Top2Vec
Top2Vec copied to clipboard
Exception throw on small corpus
model = Top2Vec(documents=newsgroups.data[1:100], speed="learn", min_count=1)
fails with
022-05-11 19:03:47,753 - top2vec - INFO - Finding topics
Traceback (most recent call last):
File "<stdin>", line 1, in <module>
File "/home/carsten/.conda/envs/top2vec-2/lib/python3.9/site-packages/top2vec/Top2Vec.py", line 684, in __init__
self._create_topic_vectors(cluster.labels_)
File "/home/carsten/.conda/envs/top2vec-2/lib/python3.9/site-packages/top2vec/Top2Vec.py", line 859, in _create_topic_vectors
np.vstack([self.document_vectors[np.where(cluster_labels == label)[0]]

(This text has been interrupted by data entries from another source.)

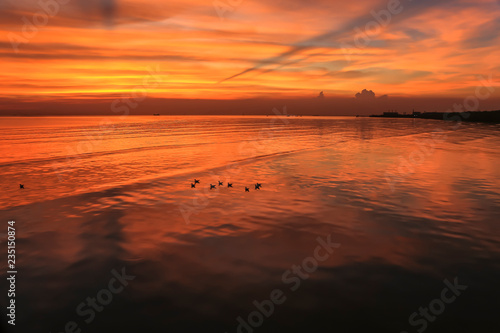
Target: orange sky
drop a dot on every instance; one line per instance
(282, 48)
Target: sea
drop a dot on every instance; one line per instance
(359, 224)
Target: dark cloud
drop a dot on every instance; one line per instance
(410, 9)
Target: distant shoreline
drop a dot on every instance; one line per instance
(473, 116)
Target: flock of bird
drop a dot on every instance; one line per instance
(197, 181)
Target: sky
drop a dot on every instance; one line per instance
(71, 52)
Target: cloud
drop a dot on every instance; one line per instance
(410, 10)
(484, 35)
(365, 95)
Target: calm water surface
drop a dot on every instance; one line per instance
(411, 202)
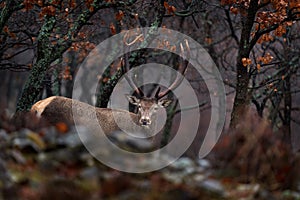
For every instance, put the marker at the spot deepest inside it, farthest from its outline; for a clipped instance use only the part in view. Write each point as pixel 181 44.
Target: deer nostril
pixel 145 121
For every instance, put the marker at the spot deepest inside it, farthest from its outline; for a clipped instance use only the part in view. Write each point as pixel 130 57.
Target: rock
pixel 212 186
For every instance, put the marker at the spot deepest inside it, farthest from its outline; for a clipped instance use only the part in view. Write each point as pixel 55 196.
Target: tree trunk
pixel 242 96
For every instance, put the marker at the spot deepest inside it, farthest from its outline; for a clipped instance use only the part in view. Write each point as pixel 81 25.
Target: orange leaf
pixel 119 16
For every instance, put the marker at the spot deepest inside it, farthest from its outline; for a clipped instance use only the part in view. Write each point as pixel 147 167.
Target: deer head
pixel 148 106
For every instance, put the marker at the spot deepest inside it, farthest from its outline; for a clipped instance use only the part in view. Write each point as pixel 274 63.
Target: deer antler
pixel 126 65
pixel 179 78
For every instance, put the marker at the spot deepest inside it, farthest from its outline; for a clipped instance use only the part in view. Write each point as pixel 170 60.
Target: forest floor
pixel 52 163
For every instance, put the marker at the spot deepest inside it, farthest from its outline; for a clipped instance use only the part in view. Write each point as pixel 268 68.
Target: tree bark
pixel 242 96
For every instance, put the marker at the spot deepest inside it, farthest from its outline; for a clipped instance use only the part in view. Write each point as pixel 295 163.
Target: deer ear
pixel 164 102
pixel 132 99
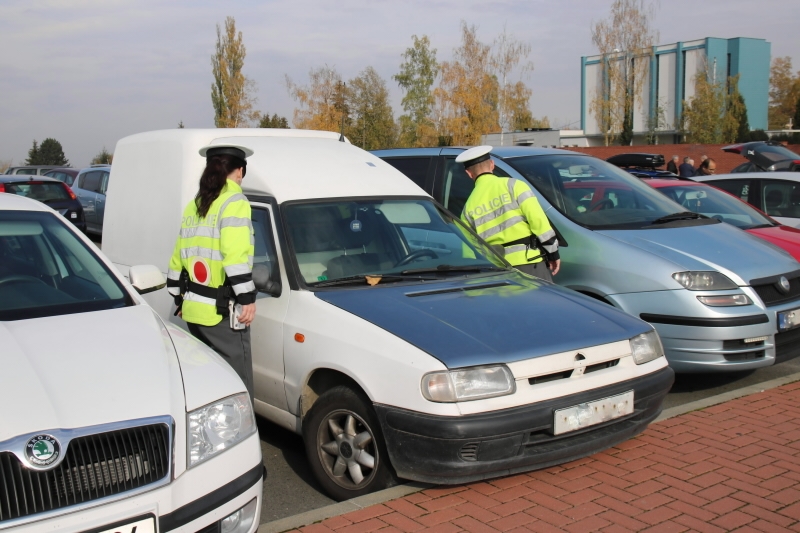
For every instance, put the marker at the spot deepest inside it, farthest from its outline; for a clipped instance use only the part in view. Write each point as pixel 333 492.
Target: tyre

File "<__array_function__ internals>", line 5, in vstack
File "/home/carsten/.conda/envs/top2vec-2/lib/python3.9/site-packages/numpy/core/shape_base.py", line 283, in vstack
return _nx.concatenate(arrs, 0)
File "<__array_function__ internals>", line 5, in concatenate
ValueError: need at least one array to concatenate
I suppose, it's due to only finding a single topic or similar.
Yes, you will need a larger dataset.
Ok, but it would be nice not to crash. A "single topic" result is a valid result as well, in my view.
Is there any documentation on why a minimum corpus size is needed or the quality of results as the corpus grows?